Temprano ese día, una serie de banderas con la imagen de un lobo blanco aparecieron a lo largo de los pueblos y aldeas del Reino del Sur. Las banderas eran pequeñas y la mayoría de los ciudadanos apenas las notaban, pero para estos trescientos treinta y tres hombres, las banderas acarreaban un mensaje inconfundible: era hora de que la Hermandad de los Justos regresara . Y entonces, más tarde esa noche, cuando sus esposas e hijos dormían, los hombres recuperaron sus uniformes de sus escondites, se vistieron con sus túnicas plateadas, se pusieron las máscaras plateadas sobre sus rostros y abandonaron sus hogares para dirigirse a la fortaleza del sur.

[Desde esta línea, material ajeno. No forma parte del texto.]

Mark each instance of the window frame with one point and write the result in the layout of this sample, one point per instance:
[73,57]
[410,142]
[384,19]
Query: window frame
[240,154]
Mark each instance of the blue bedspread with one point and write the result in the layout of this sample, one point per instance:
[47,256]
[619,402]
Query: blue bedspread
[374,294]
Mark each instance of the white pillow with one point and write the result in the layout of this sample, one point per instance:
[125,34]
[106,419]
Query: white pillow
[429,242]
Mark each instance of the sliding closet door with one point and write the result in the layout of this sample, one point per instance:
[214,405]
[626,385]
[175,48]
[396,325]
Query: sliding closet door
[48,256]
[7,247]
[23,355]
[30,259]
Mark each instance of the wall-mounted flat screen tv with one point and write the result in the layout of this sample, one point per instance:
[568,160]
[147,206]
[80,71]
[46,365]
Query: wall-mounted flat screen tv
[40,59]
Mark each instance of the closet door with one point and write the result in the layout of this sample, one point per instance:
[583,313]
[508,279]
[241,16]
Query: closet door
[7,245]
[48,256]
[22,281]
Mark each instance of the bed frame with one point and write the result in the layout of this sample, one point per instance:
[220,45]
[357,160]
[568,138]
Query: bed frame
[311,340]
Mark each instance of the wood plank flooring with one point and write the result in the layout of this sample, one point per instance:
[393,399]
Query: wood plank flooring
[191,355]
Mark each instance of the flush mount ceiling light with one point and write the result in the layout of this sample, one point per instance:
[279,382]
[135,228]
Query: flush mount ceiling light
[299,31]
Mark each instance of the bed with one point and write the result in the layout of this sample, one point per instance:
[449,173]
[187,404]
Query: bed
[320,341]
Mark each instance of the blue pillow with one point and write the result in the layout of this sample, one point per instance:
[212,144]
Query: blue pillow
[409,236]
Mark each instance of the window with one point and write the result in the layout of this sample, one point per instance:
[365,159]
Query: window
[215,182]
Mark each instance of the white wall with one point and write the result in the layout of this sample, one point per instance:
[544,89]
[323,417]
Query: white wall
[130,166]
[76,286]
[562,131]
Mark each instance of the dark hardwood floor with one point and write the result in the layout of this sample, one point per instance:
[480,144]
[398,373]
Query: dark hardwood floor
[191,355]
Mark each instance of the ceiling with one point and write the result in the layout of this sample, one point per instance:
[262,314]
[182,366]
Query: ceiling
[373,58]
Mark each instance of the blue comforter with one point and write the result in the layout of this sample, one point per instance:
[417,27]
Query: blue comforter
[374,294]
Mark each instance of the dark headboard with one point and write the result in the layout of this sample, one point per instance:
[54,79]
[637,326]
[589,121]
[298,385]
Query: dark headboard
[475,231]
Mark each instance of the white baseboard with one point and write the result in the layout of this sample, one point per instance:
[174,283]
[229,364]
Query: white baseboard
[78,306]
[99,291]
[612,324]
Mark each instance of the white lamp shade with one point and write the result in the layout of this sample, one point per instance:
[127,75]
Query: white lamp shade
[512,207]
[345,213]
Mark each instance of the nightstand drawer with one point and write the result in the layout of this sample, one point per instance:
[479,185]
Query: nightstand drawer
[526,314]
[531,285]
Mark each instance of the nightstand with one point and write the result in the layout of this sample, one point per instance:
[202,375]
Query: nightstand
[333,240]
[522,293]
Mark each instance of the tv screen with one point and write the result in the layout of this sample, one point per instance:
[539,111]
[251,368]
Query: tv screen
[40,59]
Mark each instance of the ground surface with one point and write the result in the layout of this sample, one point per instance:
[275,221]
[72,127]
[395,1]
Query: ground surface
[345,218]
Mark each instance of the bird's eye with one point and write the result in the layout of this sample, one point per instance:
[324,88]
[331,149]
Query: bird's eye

Los primeros en llegar tomaron sus posiciones en el puente levadizo y vigilaron la entrada. A medida que llegaba el resto, formaron una fila y recitaron un antiguo pasaje antes de ingresar: “Todos han de temer a los tres treinta y tres”.
Una vez que se les permitió entrar, la hermandad se reunió en un patio inmenso en el corazón de la fortaleza. Los hombres se quedaron parados en completo silencio, mientras esperaban a que el resto del clan llegara. Se miraban entre sí con extrema curiosidad, ya que ninguno de ellos había visto a otro compañero del clan antes. Se preguntaban si reconocían a alguno de los ojos que los miraban a través de las máscaras, pero no se atrevían a preguntar. La primera regla de la Hermandad de los Justos era nunca revelar la identidad, en especial entre compañeros. Según ellos, la clave del éxito de una sociedad secreta era que todos se mantuvieran en secreto.